Why it does not work
The index type (i.e. the operator class) gin_trgm_ops based on the % operator, which works with two text arguments:
CREATE OPERATOR trgm.%( PROCEDURE = trgm.similarity_op, LEFTARG = text, RIGHTARG = text, COMMUTATOR = %, RESTRICT = contsel, JOIN = contjoinsel);
You cannot use gin_trgm_ops for arrays. The index defined for an array column will never work with any(array[...]) , because the individual elements of the arrays are not indexed. To index the array, you need another type of index, namely the index of the gin array.
Fortunately, the gin_trgm_ops index was so thoughtful that it works with like and ilike , which can be used as an alternative solution (an example is described below).
Test table
It has two columns (id serial primary key, names text[]) and contains 100,000 Latin sentences, divided into array elements.
select count(*), sum(cardinality(names))::int words from test; count | words
A search for the word praesent gives 7051 lines in 2400 ms:
explain analyse select count(*) from test where 'praesent' % any(names); QUERY PLAN
Materialized view
One solution is to normalize the model associated with creating a new table with one name in one row. Such a restructuring can be difficult to implement, and sometimes impossible due to existing queries, views, functions, or other dependencies. A similar effect can be achieved without changing the structure of the table using a materialized view.
create materialized view test_names as select id, name, name_id from test cross join unnest(names) with ordinality u(name, name_id) with data;
With ordinality not required, but it can be useful when aggregating names in the same order as in the main table. The test_names gives the same results as the main table, at the same time.

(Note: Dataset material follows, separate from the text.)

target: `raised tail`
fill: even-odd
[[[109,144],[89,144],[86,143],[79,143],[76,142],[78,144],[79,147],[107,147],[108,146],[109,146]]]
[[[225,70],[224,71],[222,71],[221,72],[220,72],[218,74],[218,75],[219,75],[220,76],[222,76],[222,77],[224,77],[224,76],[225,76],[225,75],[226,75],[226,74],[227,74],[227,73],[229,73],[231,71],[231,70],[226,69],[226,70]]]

After creating the runtime, the index decreases several times:
create index on test_names using gin (name gin_trgm_ops); explain analyse select count(distinct id) from test_names where 'praesent' % name QUERY PLAN
The solution has several disadvantages. Because the view is materialized, the data is stored twice in the database. Remember to update the view after changes to the main table. And queries can be more complex due to the need to join the view to the main table.
Using ilike
We can use ilike on arrays represented as text. We need an immutable function to create the index in the array as a whole:
create function text(text[]) returns text language sql immutable as $$ select $1::text $$ create index on test using gin (text(names) gin_trgm_ops);
and use the function in the queries:
explain analyse select count(*) from test where text(names) ilike '%praesent%' QUERY PLAN
60 vs 2400 ms, a pretty nice result without the need to create additional relationships.
This solution seems simpler and requires less work, provided that ilike , which is a less accurate tool than the trgm % operator, is sufficient.
Why should we use ilike instead of % for whole arrays as text? The similarity largely depends on the length of the texts. It is very difficult to choose a suitable limit for searching a word in long texts of various lengths. For example. with limit = 0.3 we have the results:
with data(txt) as ( values ('praesentium,distinctio,modi,nulla,commodi,tempore'), ('praesentium,distinctio,modi,nulla,commodi'), ('praesentium,distinctio,modi,nulla'), ('praesentium,distinctio,modi'), ('praesentium,distinctio'), ('praesentium') ) select length(txt), similarity('praesent', txt), 'praesent' % txt "matched?" from data; length | similarity | matched?